Palo Alto Networks’ analysis revealed that Komplex is likely the unnamed Mac Trojan described in a June 2015 blog post by BAE Systems. At the time, the malware had been delivered via a vulnerability in the MacKeeper security and optimization software.
Researchers also discovered links between Komplex and the variant of the Carberp malware used by the Sofacy group in attacks targeting the U.S. government. While Carberp is designed to target Windows systems, experts have identified several similarities, including in URL generation logic, file extensions, encryption and decryption methods, command handling, and Internet connectivity checks.

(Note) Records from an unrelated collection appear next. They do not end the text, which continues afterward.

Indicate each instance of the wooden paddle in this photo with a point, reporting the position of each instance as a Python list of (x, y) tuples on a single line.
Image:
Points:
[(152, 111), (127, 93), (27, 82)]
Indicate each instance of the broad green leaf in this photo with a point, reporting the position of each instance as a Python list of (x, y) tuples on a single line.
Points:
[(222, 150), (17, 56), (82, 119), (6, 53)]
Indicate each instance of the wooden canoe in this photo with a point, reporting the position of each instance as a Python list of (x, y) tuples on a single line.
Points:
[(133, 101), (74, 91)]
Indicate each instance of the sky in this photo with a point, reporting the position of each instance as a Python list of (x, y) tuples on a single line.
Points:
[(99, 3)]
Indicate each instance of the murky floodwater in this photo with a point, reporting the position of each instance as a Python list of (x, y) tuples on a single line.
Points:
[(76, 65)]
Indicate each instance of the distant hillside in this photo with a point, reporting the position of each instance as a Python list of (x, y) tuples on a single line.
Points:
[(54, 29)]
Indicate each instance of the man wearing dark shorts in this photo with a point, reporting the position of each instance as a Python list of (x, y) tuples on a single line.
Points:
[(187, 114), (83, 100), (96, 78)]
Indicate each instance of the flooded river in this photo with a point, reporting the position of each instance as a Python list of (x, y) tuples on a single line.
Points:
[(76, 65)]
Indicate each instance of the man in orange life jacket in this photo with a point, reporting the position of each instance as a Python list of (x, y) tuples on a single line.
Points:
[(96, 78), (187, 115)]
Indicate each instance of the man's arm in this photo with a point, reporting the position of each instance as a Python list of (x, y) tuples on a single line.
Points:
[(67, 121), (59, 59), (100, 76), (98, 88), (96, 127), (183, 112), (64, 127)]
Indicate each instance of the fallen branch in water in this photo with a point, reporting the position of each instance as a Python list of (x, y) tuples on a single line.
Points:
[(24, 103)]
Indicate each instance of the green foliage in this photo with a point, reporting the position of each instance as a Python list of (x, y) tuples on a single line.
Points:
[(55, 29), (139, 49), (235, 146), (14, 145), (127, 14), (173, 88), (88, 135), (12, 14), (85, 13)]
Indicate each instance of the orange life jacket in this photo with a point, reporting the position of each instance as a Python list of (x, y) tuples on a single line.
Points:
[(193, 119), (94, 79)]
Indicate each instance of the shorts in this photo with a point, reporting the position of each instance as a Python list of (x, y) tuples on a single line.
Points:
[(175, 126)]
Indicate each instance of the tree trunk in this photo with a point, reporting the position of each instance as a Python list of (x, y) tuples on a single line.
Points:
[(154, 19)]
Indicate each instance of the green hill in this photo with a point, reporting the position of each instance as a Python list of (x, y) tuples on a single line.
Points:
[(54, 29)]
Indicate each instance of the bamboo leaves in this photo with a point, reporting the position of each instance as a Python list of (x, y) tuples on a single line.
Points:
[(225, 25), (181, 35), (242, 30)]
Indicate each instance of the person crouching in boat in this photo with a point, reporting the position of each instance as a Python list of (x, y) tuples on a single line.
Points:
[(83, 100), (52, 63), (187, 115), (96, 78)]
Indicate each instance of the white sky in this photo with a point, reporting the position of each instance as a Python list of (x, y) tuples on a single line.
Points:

“Based on these observations, we believe that the author of Sofacy’s Carberp variant used the same code, or at least the same design, to create the Komplex Trojan,” Palo Alto Networks explained in a blog post. “A benefit of retaining many of the same functionalities within the Windows and OS X Trojans is that it would require fewer alterations to the C2 server application to handle cross-platform implants.”
Experts also uncovered C&C infrastructure overlaps as some of the domains used by Komplex are known to be associated with Sofacy activity.
Ryan Olson, intelligence director at Palo Alto Networks’ Unit 42, told SecurityWeek that they first detected Komplex at the beginning of August. While there is no indication of significant changes in the malware functionality compared to the variant analyzed by BAE Systems last year, the attackers have apparently switched from exploiting MacKeeper vulnerabilities to using decoy documents.
While experts have not been able to precisely determine which organizations have been targeted with this OS X Trojan, based on decoy documents, they believe one of the targets was likely associated with the aerospace industry.